Famous Literary suicides

Well, I guess a spoiler box is pointless, really.

After failing to reason with Ozymandais, he left Ozy’s compound - in the middle of the (ant?)arctic, with no way to get to shelter, since Nightowl stayed there, and there’s nothing at anything resembling a reasonable distance. So, he presumably froze to death soon after.

I would like you to give the titles of the literary works that these people show up in as characters.

Anthony and Cleopatra is considered a good if not great piece of literature in most thinking peoples minds.

:wally

Ah, but now you’re implying a restrictive definition of “literature”; limited to works that have (fictionalized?) “characters”. If coven is willing to accept “by any definition”, then any published work of writing is surely included, and volumes upos volumes have been written about the persons I referenced.

Lily Bart.

Err…except coven never said literature didn’t have a restrictive definition. he said, basically, that by the restrictive definitions of liturature, Cleopatra quailifies.

Hmmm…maybe the problem here is when he said “literary does not mean fictional”? I think what he meant was the person does have to be fictional to appear in a literary work…not that literature was non-fictional.

Cleopatra, in addition to being real, is a character in a literary work. As is Van Gough (Lust for Life?). I can think of anywhere Cobain, Klebold, etc. have be used as literary characters.

Anyway…has anyone mentioned Jocasta?

Can’t think of anywhere… :smack:

Chikamatsu Monzaemon, an Edo-period playwrights I’ve seen referred to as “the Shakespeare of Japan”, also rivalled Shakespeare when it came to dramatic depictions of suicide. One of his most famous plays is actually called The Love Suicides at Sonezaki. As you might guess, it ends with the double suicide of the ill-starred lovers Ohatsu and Tokubei.

Getting back to Western drama, there’s Martha in The Children’s Hour.

Eustacia in Thomas Hardy’s Return of the Native (pretty sure Hardy had quite a few of his other characters commit suicide too).

Isn’t there an Agatha Christie story where it turns out the victim actually committed suicide, but set things up so it would frame someone for murder?

So, do you consider the film Sid and Nancy a documentary? I don’t really get what you’re driving at. I think Antony and Cleopatra qualifies as literature, but ever since I posted “Cleopatra” you’ve had some kind of ax to grind. Care to explain or are you simply refusing to admit that your first response,

was just a little knee-jerk and, in fact, wrong?

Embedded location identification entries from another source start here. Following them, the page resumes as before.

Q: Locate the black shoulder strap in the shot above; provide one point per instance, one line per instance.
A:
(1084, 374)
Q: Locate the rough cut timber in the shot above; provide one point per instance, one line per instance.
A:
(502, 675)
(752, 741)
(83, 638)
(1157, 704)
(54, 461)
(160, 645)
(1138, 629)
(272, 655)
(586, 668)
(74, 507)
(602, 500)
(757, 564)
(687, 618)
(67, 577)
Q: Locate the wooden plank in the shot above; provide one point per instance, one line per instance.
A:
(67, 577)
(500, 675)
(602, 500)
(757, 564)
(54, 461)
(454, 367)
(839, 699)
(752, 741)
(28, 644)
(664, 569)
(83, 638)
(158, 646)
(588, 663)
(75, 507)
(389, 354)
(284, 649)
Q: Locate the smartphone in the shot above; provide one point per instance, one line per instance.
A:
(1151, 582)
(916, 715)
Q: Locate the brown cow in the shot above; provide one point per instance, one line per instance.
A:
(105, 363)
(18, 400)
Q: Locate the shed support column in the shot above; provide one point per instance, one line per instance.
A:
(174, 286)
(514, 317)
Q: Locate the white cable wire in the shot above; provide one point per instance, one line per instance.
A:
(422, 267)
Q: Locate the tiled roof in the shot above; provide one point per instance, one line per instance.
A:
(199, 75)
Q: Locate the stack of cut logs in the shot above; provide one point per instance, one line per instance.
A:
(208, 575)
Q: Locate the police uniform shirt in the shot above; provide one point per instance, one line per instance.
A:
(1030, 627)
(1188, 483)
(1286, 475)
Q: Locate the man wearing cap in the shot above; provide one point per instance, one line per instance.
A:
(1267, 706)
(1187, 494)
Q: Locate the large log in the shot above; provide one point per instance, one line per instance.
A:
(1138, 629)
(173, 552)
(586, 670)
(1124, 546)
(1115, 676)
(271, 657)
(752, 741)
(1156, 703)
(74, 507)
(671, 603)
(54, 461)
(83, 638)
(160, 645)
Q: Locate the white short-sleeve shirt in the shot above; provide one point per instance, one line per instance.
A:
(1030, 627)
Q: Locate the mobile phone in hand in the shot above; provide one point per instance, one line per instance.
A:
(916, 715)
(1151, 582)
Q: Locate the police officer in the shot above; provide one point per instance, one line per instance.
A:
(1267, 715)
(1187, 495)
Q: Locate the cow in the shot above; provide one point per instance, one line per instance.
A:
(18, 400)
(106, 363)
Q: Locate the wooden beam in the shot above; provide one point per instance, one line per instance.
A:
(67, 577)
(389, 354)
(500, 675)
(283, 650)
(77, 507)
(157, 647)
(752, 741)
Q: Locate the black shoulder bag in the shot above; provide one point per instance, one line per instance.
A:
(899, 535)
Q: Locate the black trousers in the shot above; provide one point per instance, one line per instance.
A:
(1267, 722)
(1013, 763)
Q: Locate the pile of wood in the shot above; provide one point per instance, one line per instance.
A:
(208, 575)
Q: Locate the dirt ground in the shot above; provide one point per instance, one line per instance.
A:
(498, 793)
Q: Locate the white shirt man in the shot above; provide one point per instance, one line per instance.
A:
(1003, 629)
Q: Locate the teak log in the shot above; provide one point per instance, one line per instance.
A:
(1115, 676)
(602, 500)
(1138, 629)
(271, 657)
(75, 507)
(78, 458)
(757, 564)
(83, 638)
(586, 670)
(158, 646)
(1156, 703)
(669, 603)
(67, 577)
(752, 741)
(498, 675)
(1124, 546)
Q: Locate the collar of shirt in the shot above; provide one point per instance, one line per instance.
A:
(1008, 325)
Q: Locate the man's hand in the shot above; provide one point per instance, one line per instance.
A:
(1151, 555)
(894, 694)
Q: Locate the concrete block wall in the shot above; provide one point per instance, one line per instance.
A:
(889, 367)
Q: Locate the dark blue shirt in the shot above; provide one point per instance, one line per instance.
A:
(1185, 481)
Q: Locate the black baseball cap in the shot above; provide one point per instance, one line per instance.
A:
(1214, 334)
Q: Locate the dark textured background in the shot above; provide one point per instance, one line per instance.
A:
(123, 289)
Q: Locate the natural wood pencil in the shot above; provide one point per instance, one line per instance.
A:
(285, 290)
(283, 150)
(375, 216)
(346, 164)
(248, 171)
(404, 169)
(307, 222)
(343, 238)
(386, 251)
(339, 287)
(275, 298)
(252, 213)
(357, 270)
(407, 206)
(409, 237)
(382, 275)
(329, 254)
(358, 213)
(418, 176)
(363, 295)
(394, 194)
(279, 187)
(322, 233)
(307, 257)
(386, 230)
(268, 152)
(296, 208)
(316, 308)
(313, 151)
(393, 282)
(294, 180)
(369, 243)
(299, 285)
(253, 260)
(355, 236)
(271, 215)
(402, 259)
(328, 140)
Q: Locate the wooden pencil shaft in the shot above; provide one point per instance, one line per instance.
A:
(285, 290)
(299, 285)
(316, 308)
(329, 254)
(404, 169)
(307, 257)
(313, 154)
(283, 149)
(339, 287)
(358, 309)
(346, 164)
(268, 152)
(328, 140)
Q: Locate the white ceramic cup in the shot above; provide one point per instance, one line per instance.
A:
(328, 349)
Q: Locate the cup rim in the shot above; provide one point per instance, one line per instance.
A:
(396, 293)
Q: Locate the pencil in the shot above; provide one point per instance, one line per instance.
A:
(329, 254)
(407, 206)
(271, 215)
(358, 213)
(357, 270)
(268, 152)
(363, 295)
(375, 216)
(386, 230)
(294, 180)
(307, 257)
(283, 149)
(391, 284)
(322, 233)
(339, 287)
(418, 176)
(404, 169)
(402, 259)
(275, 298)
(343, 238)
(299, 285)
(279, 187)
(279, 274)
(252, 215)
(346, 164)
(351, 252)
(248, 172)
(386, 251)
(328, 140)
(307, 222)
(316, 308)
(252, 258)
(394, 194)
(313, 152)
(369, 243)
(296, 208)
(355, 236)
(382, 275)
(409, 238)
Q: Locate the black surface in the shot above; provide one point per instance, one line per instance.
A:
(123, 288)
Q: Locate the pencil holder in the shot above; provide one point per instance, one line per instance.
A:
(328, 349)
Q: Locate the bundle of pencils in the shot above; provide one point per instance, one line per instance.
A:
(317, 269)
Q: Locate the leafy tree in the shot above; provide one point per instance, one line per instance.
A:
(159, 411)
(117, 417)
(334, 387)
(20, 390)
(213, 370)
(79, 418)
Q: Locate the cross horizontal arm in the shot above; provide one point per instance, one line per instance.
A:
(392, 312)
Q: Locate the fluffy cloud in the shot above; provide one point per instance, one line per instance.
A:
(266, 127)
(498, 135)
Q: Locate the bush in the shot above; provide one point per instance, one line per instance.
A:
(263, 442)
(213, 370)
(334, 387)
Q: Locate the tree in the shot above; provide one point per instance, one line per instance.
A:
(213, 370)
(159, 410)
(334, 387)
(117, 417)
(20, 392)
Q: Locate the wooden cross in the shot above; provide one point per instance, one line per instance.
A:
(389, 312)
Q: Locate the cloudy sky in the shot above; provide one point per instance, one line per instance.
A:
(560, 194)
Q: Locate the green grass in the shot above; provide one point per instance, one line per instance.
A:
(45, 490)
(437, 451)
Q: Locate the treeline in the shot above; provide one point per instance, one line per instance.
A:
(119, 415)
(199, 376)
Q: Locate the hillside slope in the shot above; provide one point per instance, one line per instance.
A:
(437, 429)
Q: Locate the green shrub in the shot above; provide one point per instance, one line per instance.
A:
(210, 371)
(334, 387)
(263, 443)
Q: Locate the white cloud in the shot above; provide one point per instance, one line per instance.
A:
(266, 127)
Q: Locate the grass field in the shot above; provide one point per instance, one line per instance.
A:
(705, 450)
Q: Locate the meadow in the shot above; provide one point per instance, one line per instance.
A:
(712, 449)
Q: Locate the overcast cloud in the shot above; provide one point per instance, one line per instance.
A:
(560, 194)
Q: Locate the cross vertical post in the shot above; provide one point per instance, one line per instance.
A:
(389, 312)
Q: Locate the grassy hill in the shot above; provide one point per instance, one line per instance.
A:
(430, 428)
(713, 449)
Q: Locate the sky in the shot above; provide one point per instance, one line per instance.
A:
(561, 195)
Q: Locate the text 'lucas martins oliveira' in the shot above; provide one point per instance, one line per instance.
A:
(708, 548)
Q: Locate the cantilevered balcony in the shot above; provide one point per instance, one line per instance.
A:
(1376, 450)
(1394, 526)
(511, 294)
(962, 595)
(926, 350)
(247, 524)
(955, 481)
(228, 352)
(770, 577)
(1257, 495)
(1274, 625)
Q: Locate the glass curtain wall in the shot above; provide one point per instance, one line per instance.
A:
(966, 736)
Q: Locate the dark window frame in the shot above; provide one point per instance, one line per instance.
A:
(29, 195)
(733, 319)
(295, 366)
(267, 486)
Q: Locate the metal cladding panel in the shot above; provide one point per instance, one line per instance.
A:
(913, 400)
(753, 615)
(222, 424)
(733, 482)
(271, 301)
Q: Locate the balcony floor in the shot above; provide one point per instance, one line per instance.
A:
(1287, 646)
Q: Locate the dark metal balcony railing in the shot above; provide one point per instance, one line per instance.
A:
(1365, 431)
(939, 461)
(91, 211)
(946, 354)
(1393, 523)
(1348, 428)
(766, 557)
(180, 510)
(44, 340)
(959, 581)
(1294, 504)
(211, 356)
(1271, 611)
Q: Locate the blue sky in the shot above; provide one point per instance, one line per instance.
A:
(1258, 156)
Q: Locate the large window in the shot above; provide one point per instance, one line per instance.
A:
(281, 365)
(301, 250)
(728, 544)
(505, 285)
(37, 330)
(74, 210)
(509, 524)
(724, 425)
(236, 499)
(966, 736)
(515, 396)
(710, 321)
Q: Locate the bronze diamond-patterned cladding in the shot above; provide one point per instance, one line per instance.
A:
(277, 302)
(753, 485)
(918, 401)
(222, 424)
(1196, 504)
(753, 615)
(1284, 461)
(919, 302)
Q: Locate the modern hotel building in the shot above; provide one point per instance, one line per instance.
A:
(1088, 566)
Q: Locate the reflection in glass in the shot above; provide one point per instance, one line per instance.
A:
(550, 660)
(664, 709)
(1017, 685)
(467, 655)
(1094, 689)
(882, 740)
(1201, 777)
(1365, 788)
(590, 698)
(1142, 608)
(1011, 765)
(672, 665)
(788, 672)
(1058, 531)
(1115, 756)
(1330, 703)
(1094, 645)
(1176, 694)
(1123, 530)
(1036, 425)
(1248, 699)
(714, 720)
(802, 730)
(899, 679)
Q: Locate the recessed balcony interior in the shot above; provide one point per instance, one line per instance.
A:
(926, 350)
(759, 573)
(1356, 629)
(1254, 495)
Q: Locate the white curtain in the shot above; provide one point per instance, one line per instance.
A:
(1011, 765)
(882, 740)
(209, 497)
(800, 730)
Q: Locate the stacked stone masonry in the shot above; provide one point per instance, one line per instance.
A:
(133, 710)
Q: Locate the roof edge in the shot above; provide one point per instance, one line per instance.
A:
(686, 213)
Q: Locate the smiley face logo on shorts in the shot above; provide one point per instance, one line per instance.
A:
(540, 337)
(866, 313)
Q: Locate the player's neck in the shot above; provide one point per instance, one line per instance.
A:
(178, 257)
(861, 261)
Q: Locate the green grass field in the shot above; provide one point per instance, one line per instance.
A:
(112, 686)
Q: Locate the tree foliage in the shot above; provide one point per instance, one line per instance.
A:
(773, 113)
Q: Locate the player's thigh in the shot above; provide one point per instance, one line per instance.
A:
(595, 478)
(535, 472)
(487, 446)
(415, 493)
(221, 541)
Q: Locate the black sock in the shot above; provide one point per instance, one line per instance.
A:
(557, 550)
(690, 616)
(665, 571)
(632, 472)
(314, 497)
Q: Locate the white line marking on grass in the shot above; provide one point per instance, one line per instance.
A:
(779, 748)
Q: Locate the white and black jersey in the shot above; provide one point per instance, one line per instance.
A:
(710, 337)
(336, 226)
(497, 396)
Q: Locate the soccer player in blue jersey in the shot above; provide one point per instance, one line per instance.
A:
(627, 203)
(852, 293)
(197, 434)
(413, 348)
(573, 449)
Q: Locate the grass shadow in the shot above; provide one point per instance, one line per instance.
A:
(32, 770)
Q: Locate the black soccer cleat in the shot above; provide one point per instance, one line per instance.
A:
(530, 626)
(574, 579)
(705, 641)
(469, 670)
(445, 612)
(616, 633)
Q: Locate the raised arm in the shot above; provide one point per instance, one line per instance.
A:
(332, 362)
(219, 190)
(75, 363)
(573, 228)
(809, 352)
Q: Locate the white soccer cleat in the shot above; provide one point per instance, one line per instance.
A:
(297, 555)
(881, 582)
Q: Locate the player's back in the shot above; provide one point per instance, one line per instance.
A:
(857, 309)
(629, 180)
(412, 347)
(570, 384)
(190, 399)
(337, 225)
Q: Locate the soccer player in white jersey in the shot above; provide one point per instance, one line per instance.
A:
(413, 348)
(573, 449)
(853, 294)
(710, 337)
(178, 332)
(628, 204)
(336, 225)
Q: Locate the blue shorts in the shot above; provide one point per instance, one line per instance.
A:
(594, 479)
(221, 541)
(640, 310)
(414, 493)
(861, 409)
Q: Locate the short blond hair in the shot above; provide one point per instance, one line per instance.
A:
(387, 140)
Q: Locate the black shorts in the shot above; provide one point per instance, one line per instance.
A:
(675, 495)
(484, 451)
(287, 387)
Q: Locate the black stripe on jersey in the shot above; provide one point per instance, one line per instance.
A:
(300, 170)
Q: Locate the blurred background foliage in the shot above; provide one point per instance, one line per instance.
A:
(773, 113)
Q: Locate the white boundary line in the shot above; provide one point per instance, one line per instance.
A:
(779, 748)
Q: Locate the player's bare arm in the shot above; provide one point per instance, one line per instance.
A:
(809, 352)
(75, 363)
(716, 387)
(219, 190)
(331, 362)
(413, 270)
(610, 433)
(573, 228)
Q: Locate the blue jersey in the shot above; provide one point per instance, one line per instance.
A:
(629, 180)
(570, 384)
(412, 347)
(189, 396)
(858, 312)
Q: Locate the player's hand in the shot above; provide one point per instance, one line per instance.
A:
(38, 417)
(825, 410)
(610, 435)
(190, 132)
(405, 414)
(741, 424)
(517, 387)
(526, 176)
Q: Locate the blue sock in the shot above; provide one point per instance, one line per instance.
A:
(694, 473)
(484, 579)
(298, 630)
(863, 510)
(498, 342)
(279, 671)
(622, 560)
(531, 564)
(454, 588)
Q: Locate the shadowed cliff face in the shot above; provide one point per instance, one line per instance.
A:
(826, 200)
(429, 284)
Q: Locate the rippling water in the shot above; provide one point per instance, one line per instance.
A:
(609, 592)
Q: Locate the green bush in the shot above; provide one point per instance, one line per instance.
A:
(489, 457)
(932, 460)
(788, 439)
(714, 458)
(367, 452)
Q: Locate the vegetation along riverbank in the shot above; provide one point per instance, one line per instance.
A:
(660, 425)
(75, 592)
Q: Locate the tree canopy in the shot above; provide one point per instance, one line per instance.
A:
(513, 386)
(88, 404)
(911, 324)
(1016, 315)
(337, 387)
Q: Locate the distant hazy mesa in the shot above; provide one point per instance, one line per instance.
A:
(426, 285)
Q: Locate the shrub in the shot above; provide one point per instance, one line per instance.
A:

Before Brian Ekers drives everyone in this thread to suicide in despair over the state of mankind, I have to throw in the one work of literature that should have been obvious from the beginning.

Robert Lewis Stevenson, The Suicide Club.

Yeah, Ten Little Ni- erm, Ten Little Ind-, I’ll Try again And Then There Were None. One guy murders 8 people, kills himself making it look like murder, and drives the last survivor to hang herself.

No. Here’s what happened.

Rorschach refuses to accept Ozy’s crimes, and leaves, threatening to expose him. He’s presumably intending to use the Owlship. Doc Manhatten knows that exposing Ozy will restart the war the Ozy prevented. Doc tries to reason with Rorschach, but he won’t listen. Rorschach tells doc “one more corpse in the foundations will make no difference” and Doc blasts him into atoms.

Dido

I’ll take your word for it. I can’t, for the life of me, find my copy.

Madame Bovary

Joe Keller, All My Sons

The daughter character in “Night Mother” I can’t remember the name though.

I remember when I was involved backstage in a production of it, we used to say the show ain’t over till the skinny lady is dead.

Henry Scobie, The Heart of the Matter by Grahame Greene.

I believe the killer in Felicia’s Journey ends up taking his own life, in an ending I found pretty unsatisfying.

The poem Richard Cory by Edwin Arlington Robinson just came to mind:

I remember reading this in high school and it still makes me a bit uneasy.